In this embodiment of the present application, the first angle calculation circuit 1211 sequentially solves the correspondence between each camera unit (ie, the three-dimensional camera) in the first original height map of the calibration plate in the three-dimensional point cloud image transmitted by the image acquisition device 110 . The plane coefficients in the block are used to obtain the roll angle θ and pitch angle γ of each camera unit relative to the calibration plate coordinate system.

S212. Correct the first original height map according to the roll angle and the pitch angle to obtain a first corrected height map.

Specifically, the height image correction circuit 1212 corrects the first original height map according to the received roll angle and the pitch angle to obtain a first corrected height map, and converts the first corrected height map to the The roll angle and the pitch angle are transmitted to the first offset calculation circuit 1214 .

S213. Calculate the offset of each camera unit relative to the first direction of the calibration plate coordinate system according to the first corrected height map.

Specifically, the first offset calculation circuit 1214 calculates the first offset of each camera unit relative to the calibration plate coordinate system according to the first corrected height map transmitted from the height image correction circuit 1212 direction offset, and transmit the first direction offset, the roll angle and the pitch angle to the measurement reference unification device 130 . In the embodiment of the present application, the first direction is the Z-axis direction.

S214. Correct the first corrected height map according to the offset in the first direction to obtain a second corrected height map.

Specifically, the first offset calculation circuit 1214 is further configured to correct the first corrected height map according to the offset in the first direction to obtain a second corrected height map.

S22. Calculate and obtain a second calibration parameter of the camera unit relative to the calibration plate coordinate system according to the three-dimensional point cloud image.

Specifically, the second calibration parameter acquisition chip 122 calculates and obtains the second calibration parameter of the camera unit relative to the calibration plate coordinate system according to the three-dimensional point cloud image transmitted by the image acquisition device 110 . Wherein, the second calibration parameter includes the yaw angle, the offset in the second direction and the offset in the third direction.

Specifically, in the embodiment of the present application, the first direction may be the Z-axis direction, the second direction may be the X-axis direction, and the third direction may be the Y-axis direction.

As shown in FIG. 2, according to the coordinate system transformation model of the coordinate system of each camera unit relative to the coordinate system of the calibration plate, the three-dimensional device (in this embodiment, the three-dimensional device may be a three-dimensional camera, which realizes the integration of three-dimensional data and Two-dimensional data acquisition and simultaneous output) simplifies the calibration formula for the actual situation.
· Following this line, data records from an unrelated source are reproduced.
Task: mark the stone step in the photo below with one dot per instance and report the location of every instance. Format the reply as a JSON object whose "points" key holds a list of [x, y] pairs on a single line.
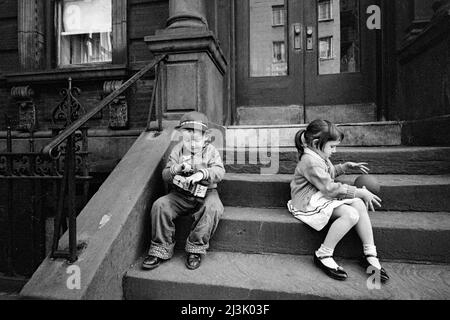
{"points": [[382, 160], [293, 114], [399, 192], [410, 236], [282, 136], [239, 276]]}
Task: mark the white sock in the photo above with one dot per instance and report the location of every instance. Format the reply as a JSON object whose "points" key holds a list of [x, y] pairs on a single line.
{"points": [[370, 249], [325, 251]]}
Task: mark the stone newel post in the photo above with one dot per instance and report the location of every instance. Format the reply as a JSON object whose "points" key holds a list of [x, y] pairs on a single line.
{"points": [[187, 14], [192, 78]]}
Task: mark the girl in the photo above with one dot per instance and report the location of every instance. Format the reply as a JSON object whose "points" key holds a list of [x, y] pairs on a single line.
{"points": [[317, 198]]}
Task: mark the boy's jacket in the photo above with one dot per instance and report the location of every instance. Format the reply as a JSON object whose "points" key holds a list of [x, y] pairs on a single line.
{"points": [[208, 161]]}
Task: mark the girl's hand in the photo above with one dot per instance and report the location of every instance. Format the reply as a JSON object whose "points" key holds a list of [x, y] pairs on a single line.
{"points": [[196, 177], [361, 166], [369, 198]]}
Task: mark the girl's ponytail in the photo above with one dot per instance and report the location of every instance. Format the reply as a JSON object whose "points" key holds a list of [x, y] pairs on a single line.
{"points": [[299, 143]]}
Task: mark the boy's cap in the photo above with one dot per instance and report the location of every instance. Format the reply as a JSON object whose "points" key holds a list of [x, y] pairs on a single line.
{"points": [[193, 120]]}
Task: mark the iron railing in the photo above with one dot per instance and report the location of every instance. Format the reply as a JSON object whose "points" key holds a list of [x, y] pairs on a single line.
{"points": [[65, 162]]}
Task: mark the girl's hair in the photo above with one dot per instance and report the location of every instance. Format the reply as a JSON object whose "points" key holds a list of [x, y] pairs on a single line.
{"points": [[321, 130]]}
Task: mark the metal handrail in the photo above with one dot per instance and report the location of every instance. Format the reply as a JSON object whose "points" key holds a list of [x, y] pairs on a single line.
{"points": [[72, 128]]}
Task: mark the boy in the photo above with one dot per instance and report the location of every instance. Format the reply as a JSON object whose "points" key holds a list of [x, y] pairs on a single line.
{"points": [[192, 163]]}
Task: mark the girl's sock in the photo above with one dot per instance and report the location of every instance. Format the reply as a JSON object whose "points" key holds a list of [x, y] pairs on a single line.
{"points": [[325, 251], [370, 249]]}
The simplified process is as follows: Considering the limitation of the optical principle, the three-dimensional camera has a very small measurement range in the Z direction, far smaller than the XY direction measurement range, and the pitch angle and The installation deviation angle of the roll angle is small. Then there are:

Bringing formula (2) and formula (3) into the coordinate system conversion formula (1), the simplified calibration formula is as follows:

According to the above-mentioned simplified calibration formula (4), it can be known that the calibration process can be divided into two steps to solve. The first step is to solve the pitch angle θ, roll angle γ and the first direction offset ΔZ of each 3D camera relative to the calibration plate coordinate system Ow-XwYwZw in turn, and then the calibration of each 3D camera in the multi-array 3D measurement system can be completed. The Z coordinate datum is unified. The second step is to solve the yaw angle ψ of each 3D camera relative to the calibration plate coordinate system Ow-XwYwZw, the offset △X in the second direction, and the offset △Y in the third direction, and then the multi-array 3D can be completed. The XY coordinate datum of each 3D camera in the measurement system is unified.
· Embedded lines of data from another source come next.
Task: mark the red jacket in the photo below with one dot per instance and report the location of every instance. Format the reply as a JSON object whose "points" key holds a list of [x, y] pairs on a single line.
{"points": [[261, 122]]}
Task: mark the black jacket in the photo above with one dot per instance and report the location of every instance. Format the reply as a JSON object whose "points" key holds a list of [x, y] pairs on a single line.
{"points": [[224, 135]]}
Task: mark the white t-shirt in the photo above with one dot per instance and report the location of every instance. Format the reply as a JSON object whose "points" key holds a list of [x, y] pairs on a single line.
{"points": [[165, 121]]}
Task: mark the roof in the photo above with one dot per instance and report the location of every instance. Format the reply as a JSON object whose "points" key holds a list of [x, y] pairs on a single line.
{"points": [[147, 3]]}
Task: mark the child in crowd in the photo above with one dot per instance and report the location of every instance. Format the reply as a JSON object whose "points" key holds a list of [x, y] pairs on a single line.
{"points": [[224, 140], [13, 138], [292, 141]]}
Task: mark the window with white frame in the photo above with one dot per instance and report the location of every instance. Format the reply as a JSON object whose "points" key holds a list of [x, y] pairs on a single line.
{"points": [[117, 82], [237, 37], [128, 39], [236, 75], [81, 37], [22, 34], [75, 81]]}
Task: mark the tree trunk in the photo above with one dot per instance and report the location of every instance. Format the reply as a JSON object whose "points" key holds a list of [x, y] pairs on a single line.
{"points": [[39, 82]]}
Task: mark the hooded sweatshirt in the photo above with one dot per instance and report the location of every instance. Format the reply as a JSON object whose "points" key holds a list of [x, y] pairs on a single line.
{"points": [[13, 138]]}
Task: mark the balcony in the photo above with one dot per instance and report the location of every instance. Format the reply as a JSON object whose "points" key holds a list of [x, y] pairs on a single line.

In this embodiment of the present application, please refer to FIG. 8 in conjunction with FIG. 4 , the step S22 at least includes the following steps.

S221. Calculate the yaw angle and the offset in the third direction of each camera unit relative to the coordinate system of the calibration plate according to the second original height map and the third original height map of the calibration plate in the three-dimensional point cloud image.
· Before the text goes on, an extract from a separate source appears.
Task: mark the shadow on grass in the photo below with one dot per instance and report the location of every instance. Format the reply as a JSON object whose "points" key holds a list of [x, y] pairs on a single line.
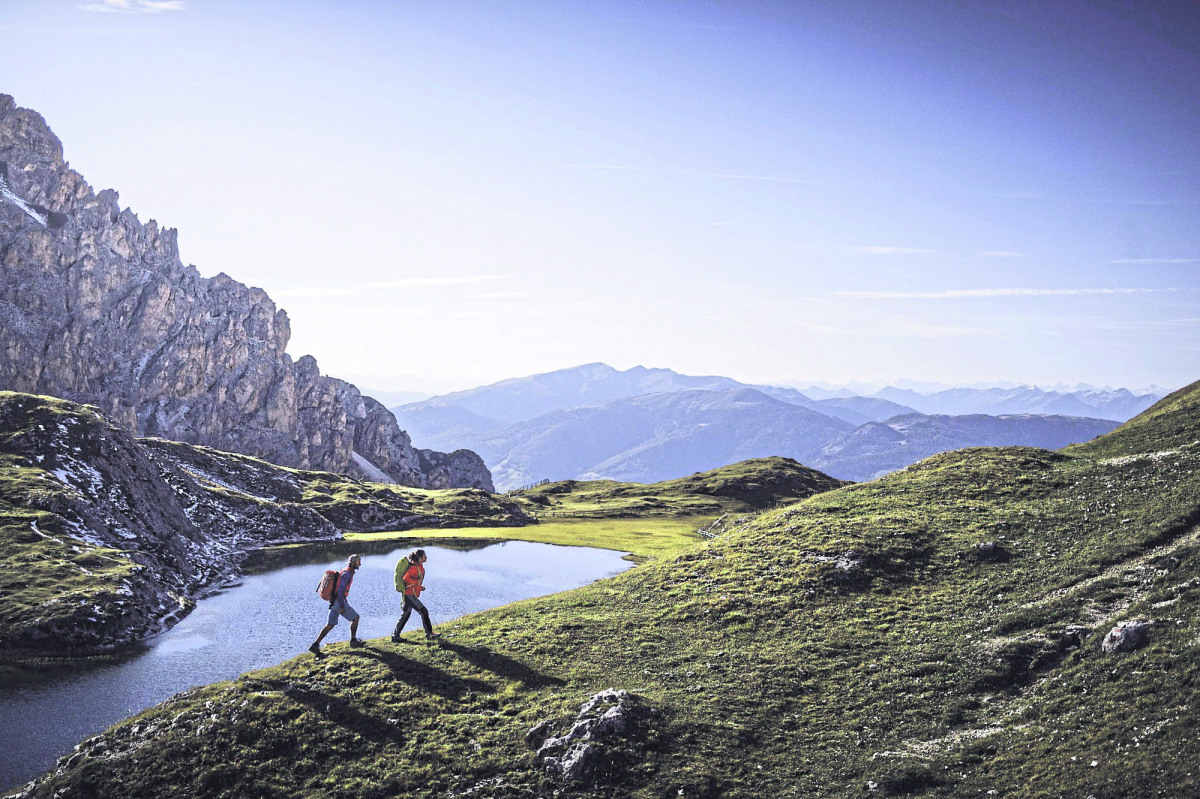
{"points": [[502, 665], [337, 710], [423, 677]]}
Specifically, the second angle calculation circuit 1221 calculates, according to the second original height map and the third original height map of the calibration plate in the three-dimensional point cloud image transmitted by the image acquisition device 110 , the relative position of each camera unit to the calibration plate the yaw angle of the coordinate system and the offset in the third direction, and transmit the yaw angle and the offset in the third direction to the second offset calculation circuit 1222 . In the embodiment of the present application, the third direction may be the Y-axis direction.

Specifically, in this embodiment of the present application, the second angle calculation circuit 1221 sequentially solves the correspondence between each camera unit in the second original height map in the three-dimensional point cloud image transmitted by the image acquisition device 110 according to the feature extraction algorithm. The straight line equation of the upper and lower boundaries of the calibration plate in the block and the coordinates of the four preset vertices, and the corresponding calculation is performed according to the actual inclined placement angle of the calibration plate and the coordinates of the four preset vertices, and sequentially obtained The yaw angle ψ of the line laser from the first camera unit to the last camera unit relative to the calibration plate and the offset ΔY in the third direction.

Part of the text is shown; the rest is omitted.